Tale No: 3 (The Real Test)
A few years later, I was travelling through Yugoslavia. In those days the Yugoslavia dinar had no value outside of that country. Therefore, you needed to be careful not to change too much money if you did not want to be left with a bunch of notes that you cannot exchange back into any useful currency when you left.

Of course, being frugal, I exchnaged only a little of my traveler's cheques. As a result, I ran out of dinar on my last day in Yugoslavia and spent the last 8 hours effectively penniless while waiting for a train at the train station. I was hungry and very thirsty and all around me was food and people eating food but I was the penilless backpacker looking in on the feast.

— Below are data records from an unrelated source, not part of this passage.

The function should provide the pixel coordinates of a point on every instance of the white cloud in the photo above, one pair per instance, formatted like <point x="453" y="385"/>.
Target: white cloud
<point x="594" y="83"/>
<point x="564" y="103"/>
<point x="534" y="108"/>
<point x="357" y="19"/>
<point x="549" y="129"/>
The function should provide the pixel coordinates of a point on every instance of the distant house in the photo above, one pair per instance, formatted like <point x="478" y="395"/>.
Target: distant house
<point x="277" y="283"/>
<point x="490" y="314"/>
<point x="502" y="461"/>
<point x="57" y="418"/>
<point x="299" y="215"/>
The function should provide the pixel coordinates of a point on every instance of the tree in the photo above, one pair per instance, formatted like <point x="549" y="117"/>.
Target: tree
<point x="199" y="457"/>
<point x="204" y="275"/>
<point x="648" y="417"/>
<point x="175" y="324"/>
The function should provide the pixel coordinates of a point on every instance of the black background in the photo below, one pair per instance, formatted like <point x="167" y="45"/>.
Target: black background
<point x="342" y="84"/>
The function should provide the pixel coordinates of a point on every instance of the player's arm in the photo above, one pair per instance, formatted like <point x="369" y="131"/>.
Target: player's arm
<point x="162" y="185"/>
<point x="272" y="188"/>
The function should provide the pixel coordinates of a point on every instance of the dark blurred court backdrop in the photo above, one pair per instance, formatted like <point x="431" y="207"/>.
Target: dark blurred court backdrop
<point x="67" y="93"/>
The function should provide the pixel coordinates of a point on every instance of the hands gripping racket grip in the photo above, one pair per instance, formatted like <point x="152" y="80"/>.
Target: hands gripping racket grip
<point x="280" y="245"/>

It was a very difficult time. Unlike my earlier fasting tales, this was not voluntary and I could not stop even if I wanted to. In a way, this enforced fast made me understand the plight of the hungry more than any other experience.
Tale No: 4 (Still Unenlightened)
Some people say that fasting helps in self discovery and enlightenment. The earlier fasting experiences certainly taught me some life lessons and I am better able to fast voluntarily as a result. However, as this story shows, I was still very far from enlightenment or wisdom.

This final tale was set at the end of a long, tiring holiday. My girlfriend and I was on the way home after a long journey which included a long hike and bus journey. We were tired and dishevelled and had not eaten for about half the day when we got to the train station. We were taking separate trains from there. After buying our tickets, my girlfriend took the last of her money and bought me a hamburger.

She skips up to me and hands me the hamburger, served with a smile. Almost simultaneously, this homeless man comes up to me and asks for some small change for food. I looked and saw the hunger in his eyes. I had no money left either and so perhaps of the lessons I had previously learnt from fasting, automatically, I passed the hamburger to him. I remember two sets of expressions; the gratitute in the face of the homeless man and the sheer shock on my girlfriend's face. Perhaps i should have asked her if it was okay with her to offer the hamburger away. See......not so wise.